Dies macht sie in Hochinflationsphasen stabil oder gar überdurchschnittlich profitabel, während weniger resiliente Geschäftsmodelle (z. B. Luxusgüter, stark wettbewerbsintensive Produkte ohne Preismacht) unter Margendruck geraten. Unternehmen mit inflationsresistenten Modellen bieten Investoren somit einen gewissen Schutz vor Kaufkraftverlust und bleiben selbst in schwierigem makroökonomischem Umfeld robust.

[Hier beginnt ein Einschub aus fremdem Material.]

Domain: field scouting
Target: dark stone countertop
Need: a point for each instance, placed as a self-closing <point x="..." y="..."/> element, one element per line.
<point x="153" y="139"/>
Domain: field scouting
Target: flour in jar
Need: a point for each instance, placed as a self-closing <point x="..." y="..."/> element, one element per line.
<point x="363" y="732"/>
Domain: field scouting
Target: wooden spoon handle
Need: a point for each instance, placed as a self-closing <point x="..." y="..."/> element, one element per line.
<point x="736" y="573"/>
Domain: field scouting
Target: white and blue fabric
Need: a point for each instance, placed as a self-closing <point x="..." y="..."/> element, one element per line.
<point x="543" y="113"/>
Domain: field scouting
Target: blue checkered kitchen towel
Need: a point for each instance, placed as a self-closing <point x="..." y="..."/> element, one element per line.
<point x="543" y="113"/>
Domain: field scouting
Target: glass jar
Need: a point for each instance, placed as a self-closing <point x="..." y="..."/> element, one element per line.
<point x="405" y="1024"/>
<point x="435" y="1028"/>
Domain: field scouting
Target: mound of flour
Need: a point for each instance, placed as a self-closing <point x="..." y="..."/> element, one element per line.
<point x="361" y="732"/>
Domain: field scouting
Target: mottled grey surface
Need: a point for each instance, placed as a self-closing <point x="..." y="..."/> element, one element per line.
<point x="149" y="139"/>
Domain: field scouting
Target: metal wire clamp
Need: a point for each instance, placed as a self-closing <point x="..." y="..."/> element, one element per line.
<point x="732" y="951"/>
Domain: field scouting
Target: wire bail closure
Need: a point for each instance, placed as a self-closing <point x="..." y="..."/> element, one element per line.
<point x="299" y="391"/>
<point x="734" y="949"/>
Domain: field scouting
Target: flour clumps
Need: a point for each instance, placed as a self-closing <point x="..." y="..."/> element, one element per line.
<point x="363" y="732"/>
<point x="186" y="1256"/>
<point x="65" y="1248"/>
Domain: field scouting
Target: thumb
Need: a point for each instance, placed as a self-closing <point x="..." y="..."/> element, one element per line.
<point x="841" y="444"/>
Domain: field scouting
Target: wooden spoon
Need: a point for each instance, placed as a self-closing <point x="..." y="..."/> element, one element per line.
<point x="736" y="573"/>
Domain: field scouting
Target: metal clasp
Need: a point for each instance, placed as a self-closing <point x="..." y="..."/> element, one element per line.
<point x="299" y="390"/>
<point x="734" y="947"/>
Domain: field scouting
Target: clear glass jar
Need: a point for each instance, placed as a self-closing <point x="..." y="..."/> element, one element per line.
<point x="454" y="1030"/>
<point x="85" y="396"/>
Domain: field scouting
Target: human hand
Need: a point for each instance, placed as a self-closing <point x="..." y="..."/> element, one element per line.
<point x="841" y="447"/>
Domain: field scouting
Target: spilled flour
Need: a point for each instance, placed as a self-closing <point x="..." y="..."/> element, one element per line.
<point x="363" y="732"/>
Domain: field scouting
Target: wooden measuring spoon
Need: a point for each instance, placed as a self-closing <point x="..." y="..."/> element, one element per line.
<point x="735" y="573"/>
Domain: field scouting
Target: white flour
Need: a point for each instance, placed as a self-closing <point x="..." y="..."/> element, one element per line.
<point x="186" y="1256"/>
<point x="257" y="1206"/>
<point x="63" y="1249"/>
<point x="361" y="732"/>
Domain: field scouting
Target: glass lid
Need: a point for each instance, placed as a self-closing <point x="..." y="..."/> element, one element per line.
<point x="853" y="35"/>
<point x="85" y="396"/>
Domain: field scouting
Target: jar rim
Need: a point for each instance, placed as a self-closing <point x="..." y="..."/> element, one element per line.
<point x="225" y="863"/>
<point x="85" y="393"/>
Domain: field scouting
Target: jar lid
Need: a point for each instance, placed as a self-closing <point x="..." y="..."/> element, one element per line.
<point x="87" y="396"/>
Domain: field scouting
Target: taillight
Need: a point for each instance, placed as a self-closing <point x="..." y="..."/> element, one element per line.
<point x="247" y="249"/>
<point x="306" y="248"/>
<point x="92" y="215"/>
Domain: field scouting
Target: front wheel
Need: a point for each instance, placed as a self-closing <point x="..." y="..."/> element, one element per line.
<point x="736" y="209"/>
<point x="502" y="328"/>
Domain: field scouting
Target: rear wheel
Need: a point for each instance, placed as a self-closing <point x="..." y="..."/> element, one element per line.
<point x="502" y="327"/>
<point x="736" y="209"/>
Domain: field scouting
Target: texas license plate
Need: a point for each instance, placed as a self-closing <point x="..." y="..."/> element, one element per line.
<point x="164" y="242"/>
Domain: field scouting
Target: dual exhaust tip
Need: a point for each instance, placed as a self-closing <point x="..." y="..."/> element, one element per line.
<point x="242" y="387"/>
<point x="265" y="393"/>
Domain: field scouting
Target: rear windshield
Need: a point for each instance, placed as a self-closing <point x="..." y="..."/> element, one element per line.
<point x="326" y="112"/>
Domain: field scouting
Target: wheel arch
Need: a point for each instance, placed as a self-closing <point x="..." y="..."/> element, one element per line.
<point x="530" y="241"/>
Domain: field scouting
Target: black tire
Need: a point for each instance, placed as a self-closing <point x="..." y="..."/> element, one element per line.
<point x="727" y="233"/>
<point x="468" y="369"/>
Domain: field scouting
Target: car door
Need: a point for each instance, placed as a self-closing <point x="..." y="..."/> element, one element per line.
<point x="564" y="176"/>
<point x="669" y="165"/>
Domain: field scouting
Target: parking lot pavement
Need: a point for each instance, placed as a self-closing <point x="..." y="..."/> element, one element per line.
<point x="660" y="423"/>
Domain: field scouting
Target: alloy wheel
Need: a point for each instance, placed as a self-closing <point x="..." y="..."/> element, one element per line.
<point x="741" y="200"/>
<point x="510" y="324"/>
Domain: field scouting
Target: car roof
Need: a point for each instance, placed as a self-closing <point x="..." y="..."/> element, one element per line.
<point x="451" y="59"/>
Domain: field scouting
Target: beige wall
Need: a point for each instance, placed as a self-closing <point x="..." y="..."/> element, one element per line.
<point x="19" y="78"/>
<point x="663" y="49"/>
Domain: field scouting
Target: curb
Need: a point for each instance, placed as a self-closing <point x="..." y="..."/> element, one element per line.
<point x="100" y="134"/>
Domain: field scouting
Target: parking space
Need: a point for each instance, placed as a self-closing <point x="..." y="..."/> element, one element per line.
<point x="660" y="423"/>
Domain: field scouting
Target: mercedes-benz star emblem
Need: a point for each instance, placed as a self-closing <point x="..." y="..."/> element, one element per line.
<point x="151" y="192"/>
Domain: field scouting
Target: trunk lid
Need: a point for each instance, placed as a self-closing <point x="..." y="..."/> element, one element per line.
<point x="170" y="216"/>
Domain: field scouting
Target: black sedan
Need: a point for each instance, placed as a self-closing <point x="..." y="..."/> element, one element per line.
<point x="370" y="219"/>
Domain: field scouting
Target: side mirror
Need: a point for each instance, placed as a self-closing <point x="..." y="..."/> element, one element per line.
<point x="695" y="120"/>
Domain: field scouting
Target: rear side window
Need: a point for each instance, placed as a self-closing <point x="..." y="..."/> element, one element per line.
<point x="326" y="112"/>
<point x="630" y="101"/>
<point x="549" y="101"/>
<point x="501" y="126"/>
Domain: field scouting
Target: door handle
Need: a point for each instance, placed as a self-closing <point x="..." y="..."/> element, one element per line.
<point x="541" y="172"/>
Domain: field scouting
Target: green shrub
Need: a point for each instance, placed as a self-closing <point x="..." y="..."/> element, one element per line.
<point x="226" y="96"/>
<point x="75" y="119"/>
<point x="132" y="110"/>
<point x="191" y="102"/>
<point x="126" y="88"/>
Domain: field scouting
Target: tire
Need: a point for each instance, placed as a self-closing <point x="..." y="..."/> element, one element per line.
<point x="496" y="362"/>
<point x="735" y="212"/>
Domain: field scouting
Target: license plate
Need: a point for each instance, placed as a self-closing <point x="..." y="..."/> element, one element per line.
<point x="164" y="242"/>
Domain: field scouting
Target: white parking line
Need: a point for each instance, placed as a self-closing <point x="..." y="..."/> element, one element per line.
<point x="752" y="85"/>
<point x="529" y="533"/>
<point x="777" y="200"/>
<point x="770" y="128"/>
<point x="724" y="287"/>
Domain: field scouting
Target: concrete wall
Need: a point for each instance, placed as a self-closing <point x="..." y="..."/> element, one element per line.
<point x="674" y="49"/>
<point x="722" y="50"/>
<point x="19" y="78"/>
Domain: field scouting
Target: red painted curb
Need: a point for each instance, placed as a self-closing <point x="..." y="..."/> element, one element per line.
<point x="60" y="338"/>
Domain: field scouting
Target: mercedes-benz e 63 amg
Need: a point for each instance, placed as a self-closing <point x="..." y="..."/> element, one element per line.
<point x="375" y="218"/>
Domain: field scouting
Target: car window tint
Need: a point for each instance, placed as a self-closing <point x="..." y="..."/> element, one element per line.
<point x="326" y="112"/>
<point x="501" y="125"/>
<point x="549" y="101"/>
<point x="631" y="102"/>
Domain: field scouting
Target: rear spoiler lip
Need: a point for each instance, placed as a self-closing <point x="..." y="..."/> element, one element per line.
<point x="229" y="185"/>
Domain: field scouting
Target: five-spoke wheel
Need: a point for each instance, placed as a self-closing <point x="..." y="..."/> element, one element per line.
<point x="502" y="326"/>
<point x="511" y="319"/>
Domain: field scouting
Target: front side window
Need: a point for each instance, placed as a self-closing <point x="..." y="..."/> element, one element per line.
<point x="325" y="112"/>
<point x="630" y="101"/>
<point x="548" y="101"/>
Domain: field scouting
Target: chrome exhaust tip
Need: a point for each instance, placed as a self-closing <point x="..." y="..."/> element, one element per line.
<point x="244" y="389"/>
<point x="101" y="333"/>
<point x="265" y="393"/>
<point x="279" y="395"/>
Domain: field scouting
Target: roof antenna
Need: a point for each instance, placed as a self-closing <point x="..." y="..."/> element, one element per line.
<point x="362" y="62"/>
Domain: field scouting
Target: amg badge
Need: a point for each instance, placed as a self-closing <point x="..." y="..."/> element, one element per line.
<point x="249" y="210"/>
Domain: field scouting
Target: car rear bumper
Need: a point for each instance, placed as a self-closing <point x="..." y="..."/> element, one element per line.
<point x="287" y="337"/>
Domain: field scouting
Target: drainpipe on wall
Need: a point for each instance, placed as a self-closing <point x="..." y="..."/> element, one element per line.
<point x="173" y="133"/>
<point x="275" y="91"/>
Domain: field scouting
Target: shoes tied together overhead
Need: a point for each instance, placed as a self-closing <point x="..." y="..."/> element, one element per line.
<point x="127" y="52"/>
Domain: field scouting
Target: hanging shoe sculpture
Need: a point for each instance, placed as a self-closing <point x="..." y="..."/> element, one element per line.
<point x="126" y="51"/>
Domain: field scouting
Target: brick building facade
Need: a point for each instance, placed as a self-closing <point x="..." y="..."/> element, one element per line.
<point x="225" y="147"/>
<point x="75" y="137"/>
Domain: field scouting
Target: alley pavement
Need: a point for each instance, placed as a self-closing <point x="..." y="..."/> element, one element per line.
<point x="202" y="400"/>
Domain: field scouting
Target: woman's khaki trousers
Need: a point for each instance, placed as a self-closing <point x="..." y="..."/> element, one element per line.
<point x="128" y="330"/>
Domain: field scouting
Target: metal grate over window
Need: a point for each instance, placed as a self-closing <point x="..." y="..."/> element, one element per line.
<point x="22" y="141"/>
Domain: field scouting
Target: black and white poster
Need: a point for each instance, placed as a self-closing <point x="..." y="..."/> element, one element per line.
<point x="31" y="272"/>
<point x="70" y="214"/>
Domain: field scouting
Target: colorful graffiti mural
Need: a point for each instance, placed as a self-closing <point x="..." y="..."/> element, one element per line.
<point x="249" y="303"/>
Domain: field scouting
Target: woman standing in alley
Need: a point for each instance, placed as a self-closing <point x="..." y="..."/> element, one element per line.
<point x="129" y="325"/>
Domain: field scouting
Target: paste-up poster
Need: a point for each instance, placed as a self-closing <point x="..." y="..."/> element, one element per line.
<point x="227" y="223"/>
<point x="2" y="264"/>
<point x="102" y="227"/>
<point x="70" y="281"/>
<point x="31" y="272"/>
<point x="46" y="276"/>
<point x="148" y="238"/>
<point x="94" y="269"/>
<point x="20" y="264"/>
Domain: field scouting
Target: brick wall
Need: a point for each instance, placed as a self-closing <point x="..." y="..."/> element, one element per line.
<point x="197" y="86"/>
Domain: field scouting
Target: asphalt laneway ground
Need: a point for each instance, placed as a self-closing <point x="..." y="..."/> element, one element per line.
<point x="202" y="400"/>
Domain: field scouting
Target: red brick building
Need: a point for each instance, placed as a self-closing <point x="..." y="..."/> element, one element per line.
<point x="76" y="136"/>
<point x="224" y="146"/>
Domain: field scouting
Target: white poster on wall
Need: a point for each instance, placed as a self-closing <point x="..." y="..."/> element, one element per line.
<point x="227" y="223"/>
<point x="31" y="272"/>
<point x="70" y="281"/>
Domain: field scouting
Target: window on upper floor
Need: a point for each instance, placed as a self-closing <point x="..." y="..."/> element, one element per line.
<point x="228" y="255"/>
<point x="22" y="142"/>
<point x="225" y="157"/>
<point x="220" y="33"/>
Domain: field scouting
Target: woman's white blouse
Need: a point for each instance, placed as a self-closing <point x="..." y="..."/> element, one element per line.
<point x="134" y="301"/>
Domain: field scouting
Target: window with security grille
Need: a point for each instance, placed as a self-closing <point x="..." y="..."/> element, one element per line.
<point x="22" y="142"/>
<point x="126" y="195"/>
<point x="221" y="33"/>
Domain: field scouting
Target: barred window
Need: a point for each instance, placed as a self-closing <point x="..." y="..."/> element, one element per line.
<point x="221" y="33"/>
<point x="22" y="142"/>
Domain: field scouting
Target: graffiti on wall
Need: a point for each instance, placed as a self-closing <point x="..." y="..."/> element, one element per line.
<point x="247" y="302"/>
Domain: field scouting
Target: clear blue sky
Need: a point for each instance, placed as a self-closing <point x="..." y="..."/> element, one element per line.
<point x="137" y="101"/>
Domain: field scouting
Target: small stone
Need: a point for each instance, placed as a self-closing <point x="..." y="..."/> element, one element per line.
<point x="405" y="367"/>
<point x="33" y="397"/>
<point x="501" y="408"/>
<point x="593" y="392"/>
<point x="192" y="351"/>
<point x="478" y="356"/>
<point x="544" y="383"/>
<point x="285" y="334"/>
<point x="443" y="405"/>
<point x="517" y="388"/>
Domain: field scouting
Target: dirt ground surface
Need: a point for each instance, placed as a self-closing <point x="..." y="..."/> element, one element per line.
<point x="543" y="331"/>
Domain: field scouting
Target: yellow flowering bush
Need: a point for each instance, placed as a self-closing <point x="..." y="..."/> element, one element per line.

Quellen: Die Aussagen stützen sich auf aktuelle Finanzanalysen und historische Beobachtungen. Beispielsweise heben Vermögensverwalter hervor, dass insbesondere Basiskonsumgüter, Energie, Gesundheitswesen und Versorgung als inflationssichere Sektoren gelten captrader.com
Studien zeigen, dass Infrastrukturgebühren oft inflationsindexiert sind magazin.comdirect.de
und Immobilienwerte/Mieten mit Inflation steigen wealthmanagement.com
Unternehmen mit starker Markenstellung oder Monopolrenten können Preissteigerungen durchsetzen und so die Gewinnmarge halten captrader.com alliancebernstein.com
Besonders Geschäftsmodelle mit wiederkehrenden Erlösen – etwa Abos oder Transaktionsgebühren – ermöglichen einen natürlichen Inflationsausgleich der Einnahmen aktienwelt360.de
Diese Kombination aus Nachfrage-Resilienz und Preismacht ist das Erfolgsrezept inflationsresistenter Geschäftsmodelle.